B1005 <=> B1007 [BTG XLII Beelzebub in America, p. 1006]
“’But, unforeseen by Nature, the clothing which people have invented for themselves prevent the said factors from freely effecting the separation and volatilization of these substances, with the result that this Kulnabo, remaining for a long time on these places, promotes the arising of perspiration; moreover, as this substance is in general the very best medium for the multiplication of what are called “bacteria,” which exist in the atmosphere as well as in what are called the “subjective spheres” of all kinds of things coming into direct contact with the children, there occurs from this multiplying there on the given parts of the organism of children a process called “itching.”

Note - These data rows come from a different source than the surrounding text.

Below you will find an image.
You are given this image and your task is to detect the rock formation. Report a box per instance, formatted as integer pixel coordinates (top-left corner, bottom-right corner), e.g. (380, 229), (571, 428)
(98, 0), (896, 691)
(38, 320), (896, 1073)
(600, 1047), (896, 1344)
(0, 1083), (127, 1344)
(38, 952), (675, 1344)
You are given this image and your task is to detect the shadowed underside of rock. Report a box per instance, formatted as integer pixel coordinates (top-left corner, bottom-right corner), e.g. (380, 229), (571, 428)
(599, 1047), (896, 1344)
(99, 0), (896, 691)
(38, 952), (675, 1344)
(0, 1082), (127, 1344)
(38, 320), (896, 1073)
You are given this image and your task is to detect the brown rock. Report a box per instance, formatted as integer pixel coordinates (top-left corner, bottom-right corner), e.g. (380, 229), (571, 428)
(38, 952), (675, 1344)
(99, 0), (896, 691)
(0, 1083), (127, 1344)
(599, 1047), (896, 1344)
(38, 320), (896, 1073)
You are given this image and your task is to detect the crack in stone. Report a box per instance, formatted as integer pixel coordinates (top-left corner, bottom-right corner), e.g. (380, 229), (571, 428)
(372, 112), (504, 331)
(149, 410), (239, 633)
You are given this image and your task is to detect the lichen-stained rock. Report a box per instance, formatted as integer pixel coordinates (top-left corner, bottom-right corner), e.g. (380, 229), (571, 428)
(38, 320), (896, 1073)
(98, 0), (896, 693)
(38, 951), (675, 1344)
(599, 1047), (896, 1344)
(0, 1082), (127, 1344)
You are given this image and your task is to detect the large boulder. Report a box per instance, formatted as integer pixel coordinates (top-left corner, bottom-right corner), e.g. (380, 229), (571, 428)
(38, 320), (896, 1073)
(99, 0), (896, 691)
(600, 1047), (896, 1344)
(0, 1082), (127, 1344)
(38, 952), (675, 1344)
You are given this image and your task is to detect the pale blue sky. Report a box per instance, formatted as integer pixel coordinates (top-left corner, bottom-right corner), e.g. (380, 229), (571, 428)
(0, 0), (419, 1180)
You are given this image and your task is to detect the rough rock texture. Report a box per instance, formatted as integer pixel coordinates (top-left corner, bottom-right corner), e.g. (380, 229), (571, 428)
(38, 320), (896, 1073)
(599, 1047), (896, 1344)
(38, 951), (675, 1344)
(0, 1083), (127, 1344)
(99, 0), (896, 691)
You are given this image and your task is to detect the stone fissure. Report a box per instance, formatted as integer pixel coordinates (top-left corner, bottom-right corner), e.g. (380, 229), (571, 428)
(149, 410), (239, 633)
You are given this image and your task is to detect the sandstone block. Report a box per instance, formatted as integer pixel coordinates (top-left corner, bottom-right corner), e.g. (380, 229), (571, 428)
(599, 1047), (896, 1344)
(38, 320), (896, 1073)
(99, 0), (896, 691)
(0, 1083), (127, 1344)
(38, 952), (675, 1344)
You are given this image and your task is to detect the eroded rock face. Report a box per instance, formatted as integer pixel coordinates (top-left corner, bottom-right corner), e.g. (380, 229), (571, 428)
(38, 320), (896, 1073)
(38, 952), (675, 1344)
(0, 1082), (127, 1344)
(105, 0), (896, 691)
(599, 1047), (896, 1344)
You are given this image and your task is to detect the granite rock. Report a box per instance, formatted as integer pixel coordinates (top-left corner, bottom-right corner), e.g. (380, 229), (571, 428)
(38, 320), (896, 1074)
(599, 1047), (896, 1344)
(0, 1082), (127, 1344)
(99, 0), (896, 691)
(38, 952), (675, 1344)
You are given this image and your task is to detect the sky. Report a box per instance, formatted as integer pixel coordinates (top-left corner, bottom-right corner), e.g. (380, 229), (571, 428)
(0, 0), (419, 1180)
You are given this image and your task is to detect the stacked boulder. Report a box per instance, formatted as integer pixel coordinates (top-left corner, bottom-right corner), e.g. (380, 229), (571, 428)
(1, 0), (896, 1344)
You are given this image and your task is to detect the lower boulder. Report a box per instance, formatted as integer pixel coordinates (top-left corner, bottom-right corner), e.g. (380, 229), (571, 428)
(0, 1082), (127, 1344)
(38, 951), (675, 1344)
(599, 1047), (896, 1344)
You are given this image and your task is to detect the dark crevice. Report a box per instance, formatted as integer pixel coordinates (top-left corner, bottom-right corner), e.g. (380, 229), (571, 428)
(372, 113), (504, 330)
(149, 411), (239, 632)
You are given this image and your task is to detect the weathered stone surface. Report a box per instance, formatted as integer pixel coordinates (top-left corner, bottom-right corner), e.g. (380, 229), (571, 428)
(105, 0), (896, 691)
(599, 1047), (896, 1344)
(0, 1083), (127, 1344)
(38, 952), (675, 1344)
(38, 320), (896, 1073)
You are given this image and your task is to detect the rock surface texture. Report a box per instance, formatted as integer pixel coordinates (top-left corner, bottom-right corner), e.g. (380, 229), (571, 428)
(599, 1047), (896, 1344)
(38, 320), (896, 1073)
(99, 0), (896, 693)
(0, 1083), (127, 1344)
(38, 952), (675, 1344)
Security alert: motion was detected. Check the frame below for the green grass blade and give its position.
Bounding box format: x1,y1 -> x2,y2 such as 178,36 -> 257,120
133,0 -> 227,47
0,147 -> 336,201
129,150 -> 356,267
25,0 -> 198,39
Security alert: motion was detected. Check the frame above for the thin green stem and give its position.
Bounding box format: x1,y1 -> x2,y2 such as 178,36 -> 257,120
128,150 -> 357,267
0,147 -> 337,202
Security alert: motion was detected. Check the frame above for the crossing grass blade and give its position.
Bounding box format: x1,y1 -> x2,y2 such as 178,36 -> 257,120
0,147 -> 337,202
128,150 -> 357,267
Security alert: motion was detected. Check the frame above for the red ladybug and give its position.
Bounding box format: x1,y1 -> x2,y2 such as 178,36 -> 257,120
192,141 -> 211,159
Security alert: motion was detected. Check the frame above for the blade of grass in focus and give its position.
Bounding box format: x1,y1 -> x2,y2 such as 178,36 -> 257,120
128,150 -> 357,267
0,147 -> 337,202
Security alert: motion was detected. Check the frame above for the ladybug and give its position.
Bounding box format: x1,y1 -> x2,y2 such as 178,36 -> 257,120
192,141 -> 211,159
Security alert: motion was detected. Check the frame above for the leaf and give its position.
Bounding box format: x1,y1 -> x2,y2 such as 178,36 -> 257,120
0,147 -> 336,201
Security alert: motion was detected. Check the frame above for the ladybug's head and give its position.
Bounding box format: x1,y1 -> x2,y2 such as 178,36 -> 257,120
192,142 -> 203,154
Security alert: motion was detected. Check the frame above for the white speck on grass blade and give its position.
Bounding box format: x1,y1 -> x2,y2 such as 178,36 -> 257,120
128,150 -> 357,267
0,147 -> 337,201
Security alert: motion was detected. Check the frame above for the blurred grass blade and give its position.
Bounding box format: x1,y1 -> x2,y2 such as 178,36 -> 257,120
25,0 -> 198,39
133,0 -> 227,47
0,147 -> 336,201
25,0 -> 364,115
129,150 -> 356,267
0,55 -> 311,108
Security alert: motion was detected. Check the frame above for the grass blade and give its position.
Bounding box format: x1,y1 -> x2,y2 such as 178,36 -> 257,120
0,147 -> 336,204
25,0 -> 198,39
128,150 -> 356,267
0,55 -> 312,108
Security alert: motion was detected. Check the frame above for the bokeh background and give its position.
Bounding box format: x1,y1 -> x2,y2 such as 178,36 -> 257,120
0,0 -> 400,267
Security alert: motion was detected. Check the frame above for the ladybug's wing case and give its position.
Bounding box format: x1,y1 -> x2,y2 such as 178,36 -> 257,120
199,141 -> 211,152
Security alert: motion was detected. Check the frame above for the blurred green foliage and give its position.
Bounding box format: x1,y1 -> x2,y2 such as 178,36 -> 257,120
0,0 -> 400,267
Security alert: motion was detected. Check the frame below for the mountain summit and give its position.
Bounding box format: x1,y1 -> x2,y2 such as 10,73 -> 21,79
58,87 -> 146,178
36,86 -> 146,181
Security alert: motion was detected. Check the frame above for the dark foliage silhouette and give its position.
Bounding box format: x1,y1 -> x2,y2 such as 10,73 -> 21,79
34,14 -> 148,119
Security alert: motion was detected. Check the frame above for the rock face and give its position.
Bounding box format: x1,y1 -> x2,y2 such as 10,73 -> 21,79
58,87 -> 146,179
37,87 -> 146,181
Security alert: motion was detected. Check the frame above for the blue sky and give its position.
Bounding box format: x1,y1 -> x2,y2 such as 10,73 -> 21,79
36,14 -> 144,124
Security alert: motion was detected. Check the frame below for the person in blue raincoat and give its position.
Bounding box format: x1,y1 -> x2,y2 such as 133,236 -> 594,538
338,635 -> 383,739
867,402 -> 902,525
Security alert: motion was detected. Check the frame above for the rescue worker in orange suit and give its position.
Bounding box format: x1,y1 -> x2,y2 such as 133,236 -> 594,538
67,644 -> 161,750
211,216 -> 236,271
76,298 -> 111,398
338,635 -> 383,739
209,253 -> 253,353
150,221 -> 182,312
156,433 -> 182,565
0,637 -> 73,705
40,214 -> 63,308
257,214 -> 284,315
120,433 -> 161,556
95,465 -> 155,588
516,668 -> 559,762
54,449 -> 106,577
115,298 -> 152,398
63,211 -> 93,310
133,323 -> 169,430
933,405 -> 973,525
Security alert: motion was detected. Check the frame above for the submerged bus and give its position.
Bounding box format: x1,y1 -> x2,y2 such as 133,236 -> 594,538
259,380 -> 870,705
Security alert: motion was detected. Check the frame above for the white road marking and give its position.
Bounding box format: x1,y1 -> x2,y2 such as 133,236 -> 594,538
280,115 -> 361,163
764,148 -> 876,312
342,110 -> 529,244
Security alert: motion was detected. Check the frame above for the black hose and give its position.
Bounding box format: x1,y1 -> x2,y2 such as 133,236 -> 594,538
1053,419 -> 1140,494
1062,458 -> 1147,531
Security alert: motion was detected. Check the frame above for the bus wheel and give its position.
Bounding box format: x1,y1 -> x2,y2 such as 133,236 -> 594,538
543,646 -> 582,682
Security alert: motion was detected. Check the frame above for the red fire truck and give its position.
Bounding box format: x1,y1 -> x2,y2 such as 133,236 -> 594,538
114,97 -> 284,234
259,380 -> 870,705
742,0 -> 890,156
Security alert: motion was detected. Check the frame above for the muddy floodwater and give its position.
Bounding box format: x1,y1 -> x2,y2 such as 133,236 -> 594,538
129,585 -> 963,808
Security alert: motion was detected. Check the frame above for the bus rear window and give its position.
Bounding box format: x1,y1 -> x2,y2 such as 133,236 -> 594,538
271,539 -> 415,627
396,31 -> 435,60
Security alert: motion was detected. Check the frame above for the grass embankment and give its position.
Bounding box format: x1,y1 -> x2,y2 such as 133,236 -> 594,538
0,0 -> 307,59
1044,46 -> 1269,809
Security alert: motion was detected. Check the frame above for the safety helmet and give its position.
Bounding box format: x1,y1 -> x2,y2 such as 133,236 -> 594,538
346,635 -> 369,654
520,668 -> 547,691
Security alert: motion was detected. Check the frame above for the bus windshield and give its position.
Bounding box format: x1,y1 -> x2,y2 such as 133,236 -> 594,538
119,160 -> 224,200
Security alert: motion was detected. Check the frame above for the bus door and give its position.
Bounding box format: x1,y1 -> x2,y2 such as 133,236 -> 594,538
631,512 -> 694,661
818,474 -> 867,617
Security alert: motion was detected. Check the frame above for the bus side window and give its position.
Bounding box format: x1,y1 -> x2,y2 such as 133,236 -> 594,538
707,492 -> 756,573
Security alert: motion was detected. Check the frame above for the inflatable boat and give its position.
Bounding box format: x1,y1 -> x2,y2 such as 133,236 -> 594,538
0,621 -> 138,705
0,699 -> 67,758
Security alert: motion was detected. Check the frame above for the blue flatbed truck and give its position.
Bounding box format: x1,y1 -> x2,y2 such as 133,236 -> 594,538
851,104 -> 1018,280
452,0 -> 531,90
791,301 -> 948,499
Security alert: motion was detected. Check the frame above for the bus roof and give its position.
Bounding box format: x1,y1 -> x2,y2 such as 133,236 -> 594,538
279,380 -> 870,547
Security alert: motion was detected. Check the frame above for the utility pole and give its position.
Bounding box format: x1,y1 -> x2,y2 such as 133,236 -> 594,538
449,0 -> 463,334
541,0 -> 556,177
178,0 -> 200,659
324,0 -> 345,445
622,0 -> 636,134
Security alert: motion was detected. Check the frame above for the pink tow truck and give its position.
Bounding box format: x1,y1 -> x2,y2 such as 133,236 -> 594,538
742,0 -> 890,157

“’On account of this itching children begin, unconsciously at first, to rub or scratch these places. Later, as there are concentrated in these parts of the organism all the ends of the nerves created by Nature for the special sensation required for the completion of the sacred process Almuano, which normally arises in adult people at the end of what is called copulation, and as, especially at a certain period when according to the providence of Great Nature there proceeds in these organs of children a process of preparation for future sex functioning, they experience from this rubbing or scratching a certain peculiar pleasant sensation, they therefore begin intentionally – having instinctively realized from which of their actions this pleasant sensation is evoked in them – to rub these places even when there is no itching; and thus the ranks of the little “Moordoortenists” on the Earth are always increasing by leaps and bounds.
“’As regards just what measures the Great Moses took for eradicating that evil, I learned not from the aforementioned book Tookha Tes Nalool Pan, but from the contents of an also very ancient papyrus.